General (non-symmetric) triangle wave

Figure 10.7: Non-symmetric triangle wave, with vertices at $(A, 1)$ and $(N-A, -1)$.

A general, non-symmetric triangle wave appears in Figure 10.7. Here we have arranged the cycle so that, first, the DC component is zero (so that the two corners have equal and opposite heights), and second, so that the midpoint of the shorter segment goes through the point $(0,0)$.

The two line segments have slopes equal to $1/A$ and $-2/(N-2A)$, so the decomposition into component parabolic waves is given by:

$$x[n] = {{N^2} \over {AN - 2{A^2}}} (p[n+A] - p[n-A])$$

(here we're using the periodicity of $p[n]$ to replace $p[n-(N-A)]$ by $p[n+A]$).)

The most general way of dealing with linear combinations of elementary (parabolic and/or sawtooth) waves is to go back to the Fourier components, as we did in finding the series for the elementary waves themselves. But in this particular case we can use a trigonometric identity to avoid the extra work of converting back and forth. Just plug in the trigonometric series:

$$x[n] = {{N^2} \over {2{\pi ^ 2} (AN - 2{A^2})}} \left [ {\cos ( \omega (n-A))} - {\cos ( \omega (n+A))} \right .$$

$$\left [ + {{\cos ( 2 \omega (n-A)) - \cos ( 2 \omega (n+A))} \over 4} + \cdots \right ]$$

Now we use the identity,

$$\cos(a) - \cos(b) = 2 \sin({{b-a}\over 2}) \sin({{a+b}\over 2})$$

so that, for example,

$${\cos ( \omega (n-A))} - {\cos ( \omega (n+A))} = 2 \sin (2 \pi A / N) \sin ( \omega n)$$

(Here again we used the definition of $\omega=2\pi/N$.) This is a simplification since the first sine term does not depend on $n$, and hence is just an amplitude term. Applying the identity to all the terms of the expansion for $x[n]$ gives:

$$x[n] = a[1] \sin(\omega n) + a[2] \sin(2 \omega n) + \cdots$$

where the amplitudes of the components are given by:

$$a[k] = {1 \over {{\pi ^ 2} (A/N - 2{{(A/N)}^2})}} {{\sin (2 \pi k A / N) } \over {k^2}}$$

Notice that the result does not depend separately on the values of $A$ and $N$, but only on their ratio, $A/N$ (this is not surprising because the shape of the waveform depends on this ratio). If we look at small values of $k$:

$$k < {{1} \over {4 A/N}}$$

the argument of the sine function is less than $\pi /2$ and using the approximation $\sin(\theta) \approx \theta$ we find that $a[k]$ drops off as $1/k$, just as the partials of a sawtooth wave. But for larger values of $k$ the sine term oscillates between 1 and -1, so that the amplitudes drop off irregularly as $1/{k^2}$.
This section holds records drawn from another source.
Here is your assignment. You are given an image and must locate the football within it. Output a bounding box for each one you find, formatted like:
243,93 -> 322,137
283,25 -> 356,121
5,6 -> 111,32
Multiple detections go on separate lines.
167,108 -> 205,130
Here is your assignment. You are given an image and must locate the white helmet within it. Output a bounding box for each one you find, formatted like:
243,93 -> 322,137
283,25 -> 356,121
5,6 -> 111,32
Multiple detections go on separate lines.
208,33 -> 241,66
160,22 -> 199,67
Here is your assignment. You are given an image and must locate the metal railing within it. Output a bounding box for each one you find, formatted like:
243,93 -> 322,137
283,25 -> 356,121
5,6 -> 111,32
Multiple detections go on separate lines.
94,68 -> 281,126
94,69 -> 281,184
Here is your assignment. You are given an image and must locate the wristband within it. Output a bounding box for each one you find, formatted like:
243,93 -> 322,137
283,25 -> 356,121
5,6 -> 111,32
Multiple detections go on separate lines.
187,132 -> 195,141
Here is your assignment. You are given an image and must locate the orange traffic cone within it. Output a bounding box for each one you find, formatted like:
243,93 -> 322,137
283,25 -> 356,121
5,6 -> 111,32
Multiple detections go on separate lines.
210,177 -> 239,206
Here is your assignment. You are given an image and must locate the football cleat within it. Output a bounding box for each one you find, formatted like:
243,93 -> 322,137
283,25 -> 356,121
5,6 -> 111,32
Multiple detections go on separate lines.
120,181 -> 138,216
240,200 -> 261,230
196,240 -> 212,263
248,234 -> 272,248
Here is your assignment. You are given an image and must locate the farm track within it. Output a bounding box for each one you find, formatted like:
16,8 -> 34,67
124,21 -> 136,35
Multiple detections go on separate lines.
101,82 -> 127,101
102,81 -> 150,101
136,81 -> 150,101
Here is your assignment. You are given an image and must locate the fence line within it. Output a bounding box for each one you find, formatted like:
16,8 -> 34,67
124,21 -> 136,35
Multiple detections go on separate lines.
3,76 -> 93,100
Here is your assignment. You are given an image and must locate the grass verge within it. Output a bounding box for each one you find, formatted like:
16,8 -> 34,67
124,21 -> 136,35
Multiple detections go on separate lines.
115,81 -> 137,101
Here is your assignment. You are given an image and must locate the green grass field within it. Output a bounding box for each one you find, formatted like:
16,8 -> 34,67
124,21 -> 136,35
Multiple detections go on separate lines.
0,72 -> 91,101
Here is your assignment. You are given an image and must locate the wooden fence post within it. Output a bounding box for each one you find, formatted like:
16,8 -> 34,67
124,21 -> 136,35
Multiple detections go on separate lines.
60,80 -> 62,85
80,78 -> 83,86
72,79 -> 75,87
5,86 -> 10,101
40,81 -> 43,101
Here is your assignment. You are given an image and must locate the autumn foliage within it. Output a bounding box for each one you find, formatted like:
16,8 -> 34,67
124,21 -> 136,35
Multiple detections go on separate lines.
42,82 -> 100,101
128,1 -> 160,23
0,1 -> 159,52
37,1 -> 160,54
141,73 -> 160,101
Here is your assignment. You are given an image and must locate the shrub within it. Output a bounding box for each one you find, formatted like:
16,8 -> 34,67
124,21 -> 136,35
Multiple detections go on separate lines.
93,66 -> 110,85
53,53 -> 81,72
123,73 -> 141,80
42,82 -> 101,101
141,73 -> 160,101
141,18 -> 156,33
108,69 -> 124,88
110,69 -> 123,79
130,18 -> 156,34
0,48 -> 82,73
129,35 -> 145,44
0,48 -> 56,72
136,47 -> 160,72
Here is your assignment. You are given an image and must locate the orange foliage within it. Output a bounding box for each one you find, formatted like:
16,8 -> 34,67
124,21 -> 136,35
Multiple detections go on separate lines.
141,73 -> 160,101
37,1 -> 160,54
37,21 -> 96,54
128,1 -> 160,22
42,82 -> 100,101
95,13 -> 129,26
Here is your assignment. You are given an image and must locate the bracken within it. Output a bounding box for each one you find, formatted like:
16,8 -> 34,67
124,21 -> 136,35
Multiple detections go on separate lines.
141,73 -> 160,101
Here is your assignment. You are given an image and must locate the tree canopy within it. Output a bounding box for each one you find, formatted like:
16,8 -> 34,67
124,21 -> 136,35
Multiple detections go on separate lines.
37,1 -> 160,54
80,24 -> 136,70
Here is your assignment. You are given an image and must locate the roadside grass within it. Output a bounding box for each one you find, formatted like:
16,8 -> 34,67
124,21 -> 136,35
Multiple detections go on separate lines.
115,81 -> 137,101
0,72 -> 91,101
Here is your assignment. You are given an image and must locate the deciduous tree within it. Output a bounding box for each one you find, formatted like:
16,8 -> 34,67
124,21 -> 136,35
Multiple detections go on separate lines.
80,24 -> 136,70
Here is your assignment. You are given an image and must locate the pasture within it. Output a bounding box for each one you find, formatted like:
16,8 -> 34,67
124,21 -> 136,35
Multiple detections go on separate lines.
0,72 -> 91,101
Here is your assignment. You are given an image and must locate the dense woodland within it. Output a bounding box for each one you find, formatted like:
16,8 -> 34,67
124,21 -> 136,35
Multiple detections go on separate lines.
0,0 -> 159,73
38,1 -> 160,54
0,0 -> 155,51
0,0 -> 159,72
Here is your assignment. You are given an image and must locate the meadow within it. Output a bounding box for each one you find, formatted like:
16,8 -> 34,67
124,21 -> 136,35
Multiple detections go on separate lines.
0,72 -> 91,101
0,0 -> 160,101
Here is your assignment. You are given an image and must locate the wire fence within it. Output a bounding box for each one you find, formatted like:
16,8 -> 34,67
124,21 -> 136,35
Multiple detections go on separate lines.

Figure 10.8 shows the partial strengths with $A/N$ set to 0.03; here, our prediction is that the $1/k$ dependence should extend to $k \approx 1/(4\cdot 0.03) \approx 8.5$, in rough agreement with the figure.

Another way to see why the partials should behave as $1/k$ for low values of $k$ and $1/{k^2}$ thereafter, is to compare the period of a given partial with the length of the short segment, $2A$. For partials numbering less than $N/4A$, the period is at least twice the length of the short segment, and at that scale the waveform is nearly indistinguishable from a sawtooth wave. For partials numbering in excess of $N/2A$, the two corners of the triangle wave are at least one period apart, and at these higher frequencies the two corners (each with $1/{k^2}$ frequency dependence) are resolved from each other. In the figure, the notch at partial 17 occurs at the wavelength $N/2A \approx 1/17$, at which wavelength the two corners are one cycle apart; since the corners are opposite in sign they cancel each other.